A diverting colostomy is a colostomy that doesn’t remove part of the intestine. It may be used to treat a bowel obstruction by creating a passage so stool can leave the body before it reaches the blocked part of the intestine.

A stent placement may be done to treat or prevent bowel obstruction. The doctor can place a mesh-like metal tube (called a stent) in the intestine to open it so stool can flow normally. Stents are often used to relieve symptoms of advanced cancer.

Radiofrequency ablation (RFA)

Radiofrequency ablation (RFA) may be used to treat liver metastases that can’t be removed with surgery. RFA uses a high-frequency electrical current to destroy cancer cells. Find out more about radiofrequency ablation.

Radiation therapy

Radiation therapy may be offered for stage 4 or recurrent colon cancer.
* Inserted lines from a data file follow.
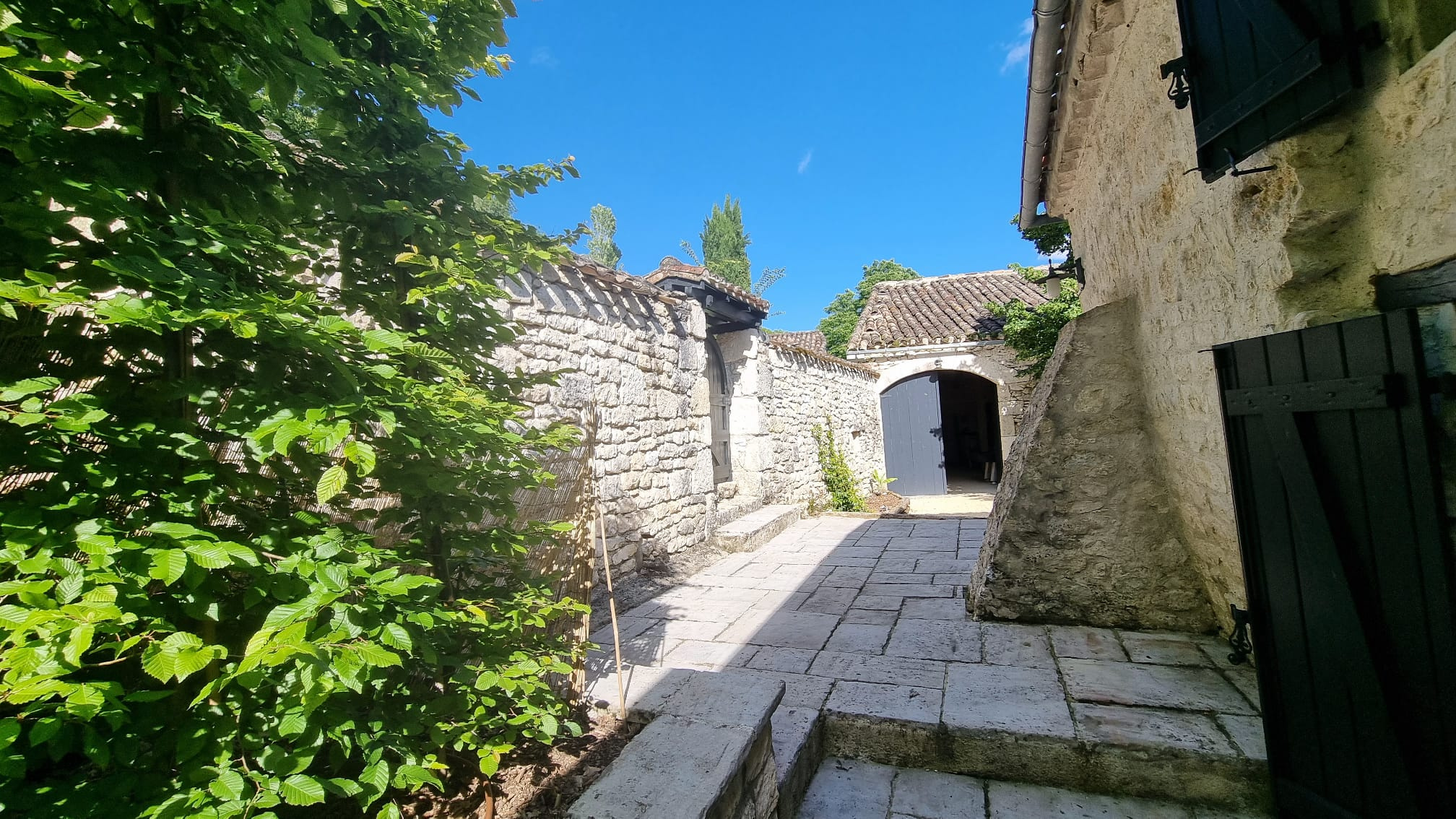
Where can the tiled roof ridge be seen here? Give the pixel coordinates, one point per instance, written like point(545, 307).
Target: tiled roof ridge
point(940, 309)
point(942, 277)
point(823, 358)
point(622, 279)
point(673, 266)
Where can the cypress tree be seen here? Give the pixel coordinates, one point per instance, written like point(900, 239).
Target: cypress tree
point(725, 243)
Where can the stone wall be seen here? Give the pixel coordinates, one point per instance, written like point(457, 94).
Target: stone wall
point(1088, 534)
point(633, 378)
point(1368, 191)
point(632, 362)
point(992, 360)
point(807, 388)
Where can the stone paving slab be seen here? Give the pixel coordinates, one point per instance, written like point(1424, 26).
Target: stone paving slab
point(930, 794)
point(852, 789)
point(903, 665)
point(1158, 687)
point(937, 640)
point(900, 703)
point(1005, 698)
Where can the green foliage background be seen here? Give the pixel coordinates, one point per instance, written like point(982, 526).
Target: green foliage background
point(603, 245)
point(1033, 332)
point(846, 308)
point(725, 243)
point(839, 478)
point(249, 432)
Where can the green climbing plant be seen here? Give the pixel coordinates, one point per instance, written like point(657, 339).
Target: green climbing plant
point(839, 478)
point(255, 462)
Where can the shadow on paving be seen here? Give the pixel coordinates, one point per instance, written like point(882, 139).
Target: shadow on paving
point(864, 624)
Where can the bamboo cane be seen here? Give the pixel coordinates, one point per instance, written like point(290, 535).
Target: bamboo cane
point(612, 607)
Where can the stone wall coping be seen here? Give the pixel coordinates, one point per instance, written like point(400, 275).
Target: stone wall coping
point(620, 280)
point(820, 358)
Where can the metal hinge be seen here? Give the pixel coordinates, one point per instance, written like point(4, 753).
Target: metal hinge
point(1178, 91)
point(1239, 640)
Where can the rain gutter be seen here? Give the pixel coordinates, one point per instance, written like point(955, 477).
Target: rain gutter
point(1050, 18)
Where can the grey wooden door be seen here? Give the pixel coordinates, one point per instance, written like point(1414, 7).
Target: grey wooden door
point(915, 454)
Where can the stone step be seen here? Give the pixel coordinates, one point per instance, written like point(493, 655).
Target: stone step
point(734, 508)
point(708, 751)
point(994, 733)
point(752, 531)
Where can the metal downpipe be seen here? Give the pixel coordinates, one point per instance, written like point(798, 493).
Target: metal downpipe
point(1041, 88)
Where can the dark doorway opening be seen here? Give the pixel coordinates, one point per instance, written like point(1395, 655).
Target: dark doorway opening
point(971, 428)
point(942, 433)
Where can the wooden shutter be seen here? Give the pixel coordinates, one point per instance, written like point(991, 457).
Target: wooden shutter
point(1261, 69)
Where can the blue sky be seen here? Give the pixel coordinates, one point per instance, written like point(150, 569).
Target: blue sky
point(851, 131)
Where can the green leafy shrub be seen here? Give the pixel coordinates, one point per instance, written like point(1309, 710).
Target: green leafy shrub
point(251, 442)
point(839, 480)
point(1033, 332)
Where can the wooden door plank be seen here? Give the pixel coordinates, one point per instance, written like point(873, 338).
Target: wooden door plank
point(1330, 625)
point(1286, 681)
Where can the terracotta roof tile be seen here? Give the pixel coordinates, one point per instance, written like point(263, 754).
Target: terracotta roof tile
point(675, 267)
point(804, 340)
point(942, 309)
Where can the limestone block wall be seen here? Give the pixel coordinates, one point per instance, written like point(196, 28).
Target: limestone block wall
point(804, 388)
point(992, 360)
point(1083, 529)
point(1368, 191)
point(632, 366)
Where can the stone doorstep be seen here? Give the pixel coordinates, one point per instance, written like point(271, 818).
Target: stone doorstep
point(756, 528)
point(1175, 774)
point(708, 751)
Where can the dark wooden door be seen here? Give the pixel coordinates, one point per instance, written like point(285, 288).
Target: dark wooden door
point(1347, 564)
point(719, 401)
point(915, 454)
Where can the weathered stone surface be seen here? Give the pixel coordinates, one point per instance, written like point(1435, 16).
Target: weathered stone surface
point(789, 630)
point(937, 640)
point(1008, 644)
point(935, 608)
point(1116, 724)
point(1247, 733)
point(676, 768)
point(909, 589)
point(1159, 687)
point(883, 602)
point(1208, 264)
point(835, 601)
point(725, 698)
point(1015, 800)
point(930, 794)
point(1082, 529)
point(706, 656)
point(858, 638)
point(1083, 643)
point(1004, 698)
point(848, 789)
point(870, 668)
point(1162, 649)
point(776, 659)
point(900, 703)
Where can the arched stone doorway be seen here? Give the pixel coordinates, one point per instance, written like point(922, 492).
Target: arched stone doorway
point(941, 430)
point(719, 401)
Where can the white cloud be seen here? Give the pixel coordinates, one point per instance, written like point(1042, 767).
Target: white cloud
point(1020, 51)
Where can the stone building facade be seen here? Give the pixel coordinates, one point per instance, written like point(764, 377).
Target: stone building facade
point(941, 325)
point(1175, 266)
point(632, 363)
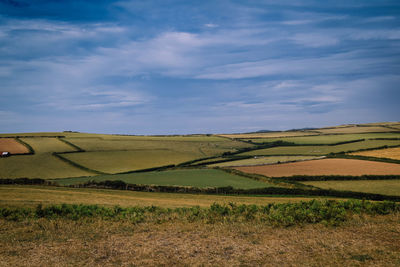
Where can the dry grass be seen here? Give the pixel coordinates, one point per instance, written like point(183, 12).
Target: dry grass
point(33, 195)
point(262, 161)
point(268, 134)
point(363, 241)
point(355, 129)
point(11, 145)
point(325, 167)
point(390, 153)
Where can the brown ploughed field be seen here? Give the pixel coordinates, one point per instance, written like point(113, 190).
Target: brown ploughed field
point(390, 153)
point(325, 167)
point(12, 146)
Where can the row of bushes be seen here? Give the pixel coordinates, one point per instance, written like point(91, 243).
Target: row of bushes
point(285, 143)
point(346, 156)
point(25, 181)
point(328, 212)
point(229, 190)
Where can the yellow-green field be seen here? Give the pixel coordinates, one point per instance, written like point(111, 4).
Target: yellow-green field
point(47, 145)
point(328, 138)
point(389, 153)
point(270, 134)
point(43, 165)
point(201, 178)
point(322, 150)
point(33, 195)
point(261, 161)
point(194, 145)
point(384, 187)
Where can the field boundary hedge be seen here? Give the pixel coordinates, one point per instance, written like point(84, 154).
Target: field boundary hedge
point(28, 146)
point(303, 178)
point(346, 156)
point(228, 190)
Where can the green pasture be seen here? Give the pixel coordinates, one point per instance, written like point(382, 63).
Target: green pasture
point(43, 165)
point(183, 177)
point(190, 145)
point(47, 145)
point(29, 196)
point(384, 187)
point(327, 139)
point(355, 129)
point(261, 161)
point(322, 150)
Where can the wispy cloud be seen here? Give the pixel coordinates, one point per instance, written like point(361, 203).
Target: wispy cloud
point(218, 66)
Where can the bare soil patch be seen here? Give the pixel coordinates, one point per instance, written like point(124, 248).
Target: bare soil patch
point(364, 241)
point(390, 153)
point(11, 145)
point(325, 167)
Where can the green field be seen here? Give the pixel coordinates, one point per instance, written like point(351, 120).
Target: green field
point(261, 161)
point(322, 150)
point(384, 187)
point(185, 177)
point(327, 139)
point(42, 164)
point(33, 195)
point(47, 145)
point(123, 161)
point(355, 129)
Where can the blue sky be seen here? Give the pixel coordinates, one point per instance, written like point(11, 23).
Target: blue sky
point(167, 67)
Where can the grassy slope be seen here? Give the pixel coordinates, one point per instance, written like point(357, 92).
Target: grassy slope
point(322, 150)
point(261, 161)
point(384, 187)
point(189, 177)
point(42, 164)
point(122, 154)
point(33, 195)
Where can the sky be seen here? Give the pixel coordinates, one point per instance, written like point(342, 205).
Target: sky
point(183, 67)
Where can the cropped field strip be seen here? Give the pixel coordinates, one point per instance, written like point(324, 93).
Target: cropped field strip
point(191, 177)
point(384, 187)
point(322, 150)
point(325, 167)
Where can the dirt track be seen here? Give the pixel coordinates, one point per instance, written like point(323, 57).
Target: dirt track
point(325, 167)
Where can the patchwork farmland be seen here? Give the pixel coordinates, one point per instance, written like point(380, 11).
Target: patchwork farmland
point(352, 167)
point(89, 188)
point(12, 146)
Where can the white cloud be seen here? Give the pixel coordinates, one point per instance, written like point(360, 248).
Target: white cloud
point(314, 40)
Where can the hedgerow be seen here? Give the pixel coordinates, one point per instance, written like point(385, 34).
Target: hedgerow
point(328, 212)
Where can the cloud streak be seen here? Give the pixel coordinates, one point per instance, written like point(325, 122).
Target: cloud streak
point(151, 67)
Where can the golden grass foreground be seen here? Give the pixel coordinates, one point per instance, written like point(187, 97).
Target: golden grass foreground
point(390, 153)
point(362, 241)
point(325, 167)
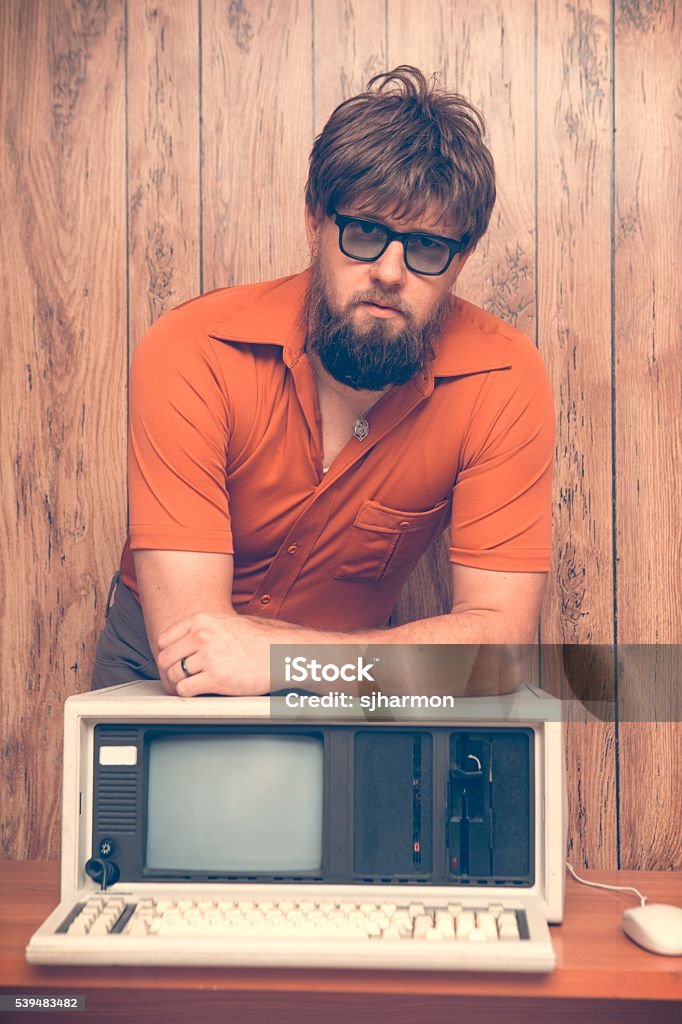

It is used most often as palliative therapy to control symptoms such as pain. Radiation therapy to the abdomen or pelvis may be used for unresectable colon cancer. It may also be used to treat bone or brain metastases.

If you can’t have or don’t want cancer treatment

You may want to consider a type of care to make you feel better without treating the cancer itself. This may be because the cancer treatments don’t work anymore, they’re not likely to improve your condition or they may cause side effects that are hard to cope with. There may also be other reasons why you can’t have or don’t want cancer treatment.

Talk to your healthcare team. They can help you choose care and treatment for advanced cancer.

Clinical trials

Talk to your doctor about clinical trials open to people with colon cancer in Canada. Clinical trials look at new ways to prevent, find and treat cancer. Find out more about clinical trials.